# gouda mold bad?



## girlsrockmovie (Feb 17, 2009)

Hello,

I'm new here...and urban novice cheesemaker. Got a couple kits from cheesemaking.com for wedding present and have a cheddar and gouda aging. Things have been going well, but I'm in the air drying stage for the gouda right now (the recipe calls for 3 weeks before optional waxing), and mold has been showing up on the outside fairly frequently, along with a little moldy smell. The book says to just wipe the mold off and that eventually it'll stop once the rind develops. It's been about a week now, and the amount of growth has definitely slowed down, but I still a get a little bit of funky smell every night before I turn it over, and little white and occasionally blue patches I wipe off with vinegar. 

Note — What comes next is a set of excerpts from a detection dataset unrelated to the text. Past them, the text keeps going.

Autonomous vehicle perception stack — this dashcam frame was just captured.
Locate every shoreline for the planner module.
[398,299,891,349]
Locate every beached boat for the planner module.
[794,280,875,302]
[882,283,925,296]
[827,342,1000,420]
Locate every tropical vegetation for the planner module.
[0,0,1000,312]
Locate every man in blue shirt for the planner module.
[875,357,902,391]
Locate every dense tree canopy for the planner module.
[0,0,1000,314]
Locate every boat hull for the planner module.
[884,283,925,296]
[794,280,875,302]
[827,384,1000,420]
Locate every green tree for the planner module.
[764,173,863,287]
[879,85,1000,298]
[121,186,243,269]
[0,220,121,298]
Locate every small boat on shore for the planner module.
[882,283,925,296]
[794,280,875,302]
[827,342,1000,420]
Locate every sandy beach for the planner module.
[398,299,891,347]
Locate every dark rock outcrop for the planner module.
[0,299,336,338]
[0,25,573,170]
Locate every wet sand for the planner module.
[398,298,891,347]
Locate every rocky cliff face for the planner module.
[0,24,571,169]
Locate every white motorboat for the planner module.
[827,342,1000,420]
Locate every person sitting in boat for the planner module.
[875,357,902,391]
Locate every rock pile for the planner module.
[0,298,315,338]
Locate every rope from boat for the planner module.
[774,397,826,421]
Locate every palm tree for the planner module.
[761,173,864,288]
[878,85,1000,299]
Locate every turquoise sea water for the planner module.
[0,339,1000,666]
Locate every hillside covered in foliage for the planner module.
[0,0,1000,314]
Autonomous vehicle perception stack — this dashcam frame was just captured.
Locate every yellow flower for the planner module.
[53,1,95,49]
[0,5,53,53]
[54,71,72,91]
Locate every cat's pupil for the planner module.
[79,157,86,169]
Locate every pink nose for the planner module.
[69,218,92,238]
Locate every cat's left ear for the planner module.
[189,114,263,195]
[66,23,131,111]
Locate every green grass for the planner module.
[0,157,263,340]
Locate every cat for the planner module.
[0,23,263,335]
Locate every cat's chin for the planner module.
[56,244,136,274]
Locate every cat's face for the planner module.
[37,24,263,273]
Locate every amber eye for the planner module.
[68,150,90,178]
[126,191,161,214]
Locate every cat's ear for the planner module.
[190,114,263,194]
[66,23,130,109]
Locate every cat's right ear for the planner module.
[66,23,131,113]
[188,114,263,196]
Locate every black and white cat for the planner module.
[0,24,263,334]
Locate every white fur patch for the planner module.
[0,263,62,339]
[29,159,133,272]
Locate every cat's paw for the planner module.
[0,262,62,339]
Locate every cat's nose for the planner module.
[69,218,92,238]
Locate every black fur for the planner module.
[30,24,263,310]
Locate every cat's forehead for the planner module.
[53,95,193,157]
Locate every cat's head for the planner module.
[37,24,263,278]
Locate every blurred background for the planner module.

I guess my question is, is this normal for there to be a light dusting of mold in patches every night still? Or is there something else wrong? I'm air drying it on a bamboo cutting board on a shelf in the pantry, which has a door I keep closed mostly. The temp has probably fluctuated some, but its pretty cool in there, doubt it ever gets about 60 farenheit.

Thanks for your help, so glad to find this forum!

Arne


----------



## gone-a-milkin (Mar 4, 2007)

Hello and welcome! 

It is normal for some mold to develop. As long as it is only on the surface and not penetrating the cheese I think you are fine. If you are sure that the cheese is well ventilated and is actually drying, then you are doing great. Sometimes it can take longer than the recipe says, depending on the humidity.

You could always put a thermometer in that cupboard to keep check on your temps. 

Is it possible that the mold is living on the bamboo and creeping up onto the cheese from there? If the mat is stinky, I would change it out. Lately I have just been using a folded dishtowel (new & clean) to dry my cheese on, or even a paper plate. I have found there to be less mold that way.

Good luck and happy cheesemaking! 

~Wendy


----------



## girlsrockmovie (Feb 17, 2009)

Thank you so much! I'm going to try your suggestions...


----------